Of particular relevance were two clauses in Paragraph 2 of the notification. Clause (c) applied where a candidate was confined to bed in a hospital owing to illness, authorising the medical superintendent or attending medical practitioner. Clause (d) applied where the candidate was out of India, authorising the diplomatic or consular representative of India in that country, or a person authorised by such representative.

The petitioners’ case

The petitioners argued because MGR was confined to bed in a hospital, clause 2 (c) alone applied. Therefore, the oath should have been administered by the medical practitioner attending on him, and not by an Indian consular official. They also relied on a telex message issued by the Election Commission of India on November 19, 1984, which instructed the Indian Ambassador or Consulate General in New York to authorise one of the Indian medical practitioners attending on MGR to administer the oath.

According to the petitioners, this telex constituted a special authorisation that excluded reliance on clause 2 (d) of the 1968 notification. Since the oath was ultimately attested by a consular agent, they contended it had been taken before an unauthorised person, rendering the nomination invalid and the election liable to be set aside under Section 100 of the Representation of the People Act, 1951.

MGR’s defence

Appearing for MGR, senior advocate K.K. Venugopal argued the core constitutional requirement was the taking of the oath itself —an unequivocal declaration of allegiance to the Constitution and the sovereignty and integrity of India. The identity of the officer before whom the oath was taken, he submitted, was ancillary, provided there was substantial compliance with the law.

He further contended clause 2 (d) of the Election Commission’s notification squarely applied because MGR was out of India. Even if clause 2 (c) could also be said to apply, there was nothing in the notification to suggest that one clause excluded the other. The telex message, he argued, did not override or negate the general authorisation under the 1968 notification.

The court examined constitutional provisions, Election Commission notifications, and a long line of judicial precedents on “substantial compliance”. It noted that Articles 84 and 173 were amended in 1963 to emphasise allegiance to the sovereignty and integrity of India, and that the real object of the oath was to place such allegiance on record.

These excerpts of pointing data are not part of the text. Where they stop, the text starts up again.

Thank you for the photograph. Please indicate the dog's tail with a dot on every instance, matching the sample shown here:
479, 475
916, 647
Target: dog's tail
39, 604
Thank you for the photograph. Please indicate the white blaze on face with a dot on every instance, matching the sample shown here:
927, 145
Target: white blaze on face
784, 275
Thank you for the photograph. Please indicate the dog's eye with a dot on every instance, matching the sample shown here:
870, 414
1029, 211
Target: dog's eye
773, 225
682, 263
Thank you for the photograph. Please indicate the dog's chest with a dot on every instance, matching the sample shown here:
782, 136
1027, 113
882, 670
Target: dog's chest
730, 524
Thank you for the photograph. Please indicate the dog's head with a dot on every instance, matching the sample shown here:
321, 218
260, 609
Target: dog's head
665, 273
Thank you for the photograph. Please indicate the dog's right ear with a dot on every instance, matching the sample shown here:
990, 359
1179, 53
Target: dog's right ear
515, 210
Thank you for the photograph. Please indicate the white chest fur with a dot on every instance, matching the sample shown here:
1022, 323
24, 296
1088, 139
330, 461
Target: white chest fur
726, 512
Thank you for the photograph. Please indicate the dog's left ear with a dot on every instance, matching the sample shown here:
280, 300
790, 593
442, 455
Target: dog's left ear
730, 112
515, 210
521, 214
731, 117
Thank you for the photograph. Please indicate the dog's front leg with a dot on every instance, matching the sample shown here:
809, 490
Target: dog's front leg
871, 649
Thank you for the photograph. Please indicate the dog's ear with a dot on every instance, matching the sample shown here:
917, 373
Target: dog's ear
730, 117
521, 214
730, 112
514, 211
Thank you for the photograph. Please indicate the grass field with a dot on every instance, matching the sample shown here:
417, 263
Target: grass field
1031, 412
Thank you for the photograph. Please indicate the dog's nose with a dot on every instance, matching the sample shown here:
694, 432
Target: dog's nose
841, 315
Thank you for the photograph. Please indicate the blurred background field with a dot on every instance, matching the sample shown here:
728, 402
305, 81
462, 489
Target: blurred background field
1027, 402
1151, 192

On the interpretation of the 1968 notification, the court rejected the argument that clause 2 (c) excluded clause 2(d). It held that the clauses were enabling provisions meant to facilitate oath-taking in varying circumstances, not to create rigid pigeonholes that could defeat a candidate’s constitutional right to contest. Since MGR was undeniably outside India at the relevant time, clause 2(d) clearly applied.

The court noted the oath on record showed MGR had made and subscribed the affirmation in the prescribed form before Ram Dass, a consular agent of the Consulate General of India in New York. Consequently, the court held a consular agent fell within the scope of “diplomatic or consular representative” under clause 2(d).

Ruling that the oath was legally valid, the court dismissed both election petitions and upheld MGR’s election from Andipatti. That was the last constituency MGR represented in his long political career. He died on December 24, 1987.